Hyperemic Response to Adenosine in Non‐IRA

The physiological framework of FFR makes mandatory the achievement of maximal myocardial hyperemia. It remains unclear whether myocardial damage associated with AMI may impair maximal hyperemia in remote, noninfarcted territories. To investigate this phenomenon, we quantified the hyperemic response in non‐IRA of AMI patients and the control group of SA vessels by assessing the modification of intracoronary pressure caused by adenosine, as well as the changes in microcirculatory resistance.10 Overall, we found that the hyperemic reactivity to adenosine in non‐IRA during the subacute phase of a myocardial infarction was not blunted, compared with patients with SA. The shift in intracoronary pressure (distal to the interrogated stenosis) caused by adenosine infusion was of similar magnitude in AMI and SA patients (Table 3) and, likewise, the variation in the microcirculatory resistance caused by adenosine, as determined by the RRR, was of similar magnitude between both groups (Figure 6).

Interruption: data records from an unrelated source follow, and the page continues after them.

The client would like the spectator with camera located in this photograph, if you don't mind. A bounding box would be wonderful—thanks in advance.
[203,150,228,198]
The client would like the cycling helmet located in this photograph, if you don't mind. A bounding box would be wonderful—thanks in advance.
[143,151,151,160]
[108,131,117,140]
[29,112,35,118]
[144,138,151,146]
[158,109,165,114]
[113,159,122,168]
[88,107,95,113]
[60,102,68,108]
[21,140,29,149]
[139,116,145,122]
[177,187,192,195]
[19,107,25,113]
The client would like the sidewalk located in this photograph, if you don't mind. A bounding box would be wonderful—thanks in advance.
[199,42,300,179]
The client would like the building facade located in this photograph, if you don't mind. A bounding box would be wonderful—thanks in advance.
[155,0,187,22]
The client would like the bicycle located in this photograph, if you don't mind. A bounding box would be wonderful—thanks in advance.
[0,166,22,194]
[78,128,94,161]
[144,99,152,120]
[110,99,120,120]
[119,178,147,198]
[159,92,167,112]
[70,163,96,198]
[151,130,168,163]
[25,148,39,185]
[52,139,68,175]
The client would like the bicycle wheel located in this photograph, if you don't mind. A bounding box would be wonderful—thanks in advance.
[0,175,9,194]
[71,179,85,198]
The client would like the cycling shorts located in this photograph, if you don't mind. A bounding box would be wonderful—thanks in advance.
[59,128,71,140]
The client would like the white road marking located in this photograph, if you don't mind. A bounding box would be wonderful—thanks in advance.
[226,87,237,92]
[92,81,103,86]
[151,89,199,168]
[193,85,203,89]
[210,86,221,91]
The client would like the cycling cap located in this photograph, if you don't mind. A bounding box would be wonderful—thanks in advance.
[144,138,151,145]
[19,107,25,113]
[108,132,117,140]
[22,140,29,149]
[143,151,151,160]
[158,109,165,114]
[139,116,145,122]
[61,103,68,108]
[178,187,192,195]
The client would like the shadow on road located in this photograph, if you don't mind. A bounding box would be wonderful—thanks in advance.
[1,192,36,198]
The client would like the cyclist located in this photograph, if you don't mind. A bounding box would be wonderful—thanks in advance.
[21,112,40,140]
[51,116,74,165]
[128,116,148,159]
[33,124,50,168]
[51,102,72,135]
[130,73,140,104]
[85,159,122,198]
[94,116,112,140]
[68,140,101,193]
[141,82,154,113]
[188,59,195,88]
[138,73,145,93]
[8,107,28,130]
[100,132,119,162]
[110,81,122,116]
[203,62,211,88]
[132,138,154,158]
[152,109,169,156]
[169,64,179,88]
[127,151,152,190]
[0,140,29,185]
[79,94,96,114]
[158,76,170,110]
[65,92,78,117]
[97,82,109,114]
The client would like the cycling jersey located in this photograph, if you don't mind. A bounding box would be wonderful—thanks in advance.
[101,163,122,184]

Microcirculation Downstream Non‐IRA in STEMI and NSTEMI Patients

We also evaluated the microcirculation in non‐IRA according to the type of AMI. This is because the extension of myocardial damage, usually larger in STEMI than in non‐STEMI, might be associated with the degree of remote microcirculatory impairment. In this study, despite a larger myocardial damage in STEMI than in NSTEMI patients (troponin I [units] 68.0 versus 3.1, P<0.01), the distribution of IMR and CFR values in non‐IRA was similar between both AMI groups (Figure 7). In agreement with these findings, the physiological relevance of non‐culprit stenoses in non‐IRA was similar between STEMI and NSTEMI patients (Table 4). This supports that our findings can be applied to non‐IRA in patients with either type of myocardial infarction.

Study Limitations

Because physiological assessment was performed only in non‐IRA, we cannot determine the association between the extension of local myocardial damage in terms of IMR in the culprit vessel and the status of the remote microcirculation. A second limitation is that physiological assessment was not repeated at follow‐up; therefore we cannot determine the evolutionary changes in the microcirculation subtended to non‐IRA over time. Another limitation is that the influence of the medication received by AMI patients in the results of our study was not assessed. Other relevant hemodynamic parameters that can potentially influence pressure and flow intracoronary measurements within the context of an AMI, such as the left ventricle filling pressure, were not systematically determined. In addition, our study is limited to assessing the coronary physiological implications of AMI to support or not the use of invasive pressure‐wire measurements in guiding revascularization of non‐IRA. We compared the microcirculation subtended to non‐IRA with that of a matched control group of patients with SA. However, it is important to bear in mind that AMI patients have a clinically increased risk at long term compared with SA patients, and that these differences cannot be explained only on the basis of FFR (or iFR) alone. In this regard, a limitation of our study is that the impact of our findings on long‐term cardiovascular outcomes was not evaluated.

Conclusions

In the subacute phase of myocardial infarction, non‐IRA show an increased baseline flow that may cause abnormal CFR despite preserved hyperemic flow. In non‐IRA, microcirculatory resistance and adenosine‐induced hyperemic response are similar to those found in SA patients. From a physiological perspective, these findings support the use of FFR to interrogate non‐IRA during the subacute phase of myocardial infarction.

Disclosures

Dr Joo Myung Lee received a Research Grant from St. Jude Medical (Abbott Vascular) and Philips Volcano. Dr Bon‐Kwon Koo received an Institutional Research Grant from St. Jude Medical (Abbott Vascular) and Philips Volcano. The remaining authors have no disclosures to report.

(J Am Heart Assoc.2019;8:e011534 DOI: 10.1161/JAHA.118.011534.)